Intelligent document understanding (IDU) is the process of converting scanned document images into a high level representation which describes the document's layout and logical structure, in addition to providing its information content. In this paper we discuss IDU in general and address a specific problem within this domain concerning the extraction of the layout structure of pages from a technical journal. Three different architectural approaches to accomplishing this task are proposed. Firstly we describe a novel document understanding system (System A) which exploits a hybrid bottom-up/top-down control architecture. The system uses a variety of image processing algorithms in a bottom-up manner.
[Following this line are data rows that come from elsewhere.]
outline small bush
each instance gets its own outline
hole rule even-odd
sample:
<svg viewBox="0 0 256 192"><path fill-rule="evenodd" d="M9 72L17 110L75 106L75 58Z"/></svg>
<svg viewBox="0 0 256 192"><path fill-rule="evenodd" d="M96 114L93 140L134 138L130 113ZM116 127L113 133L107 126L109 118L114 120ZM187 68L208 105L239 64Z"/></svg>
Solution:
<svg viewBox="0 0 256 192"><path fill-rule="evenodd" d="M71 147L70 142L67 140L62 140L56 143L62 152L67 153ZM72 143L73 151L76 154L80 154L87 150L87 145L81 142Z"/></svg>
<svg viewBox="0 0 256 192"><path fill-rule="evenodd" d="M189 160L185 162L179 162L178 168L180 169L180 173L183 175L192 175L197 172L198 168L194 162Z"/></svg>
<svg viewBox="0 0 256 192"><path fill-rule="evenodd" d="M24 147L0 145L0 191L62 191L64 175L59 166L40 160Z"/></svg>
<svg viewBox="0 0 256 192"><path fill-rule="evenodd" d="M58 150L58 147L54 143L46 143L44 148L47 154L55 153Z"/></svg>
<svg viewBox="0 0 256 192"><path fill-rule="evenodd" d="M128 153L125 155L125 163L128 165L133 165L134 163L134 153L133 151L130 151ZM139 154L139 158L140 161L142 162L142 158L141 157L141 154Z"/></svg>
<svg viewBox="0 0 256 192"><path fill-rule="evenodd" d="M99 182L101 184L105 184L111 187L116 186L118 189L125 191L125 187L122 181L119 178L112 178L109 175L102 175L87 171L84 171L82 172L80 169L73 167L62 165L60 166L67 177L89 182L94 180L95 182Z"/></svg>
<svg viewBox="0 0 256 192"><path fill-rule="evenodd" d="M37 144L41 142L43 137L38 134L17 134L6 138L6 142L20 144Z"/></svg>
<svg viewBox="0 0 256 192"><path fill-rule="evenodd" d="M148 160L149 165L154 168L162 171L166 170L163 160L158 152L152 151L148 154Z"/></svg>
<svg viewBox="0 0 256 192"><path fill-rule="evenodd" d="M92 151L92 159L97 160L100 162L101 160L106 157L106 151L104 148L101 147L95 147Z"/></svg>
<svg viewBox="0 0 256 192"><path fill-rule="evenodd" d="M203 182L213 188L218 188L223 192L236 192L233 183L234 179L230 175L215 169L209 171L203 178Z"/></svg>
Conversely, a system based on a pure top-down architecture (System B) is then proposed which produces a segmentation of the page via projection profile analysis and achieves classification of image regions via procedural deduction. Finally, an alternative top-down architecture (System C) is described in which an optimised segmentation scheme is applied to produce partitioned blocks. These are then classified in a goal driven manner using a decision tree. A comparison of the three systems is made by measuring system performance on images obtained from a specific class of input document. The performance of document understanding systems has been quantified in terms of an object identification rate and the percentage of column area successfully interpreted. Using these measures, System A has given superior results to the two top-down systems presented. System A also performs significantly better than a previously reported top-down system operating on a comparable problem (Viswanathan, 1990).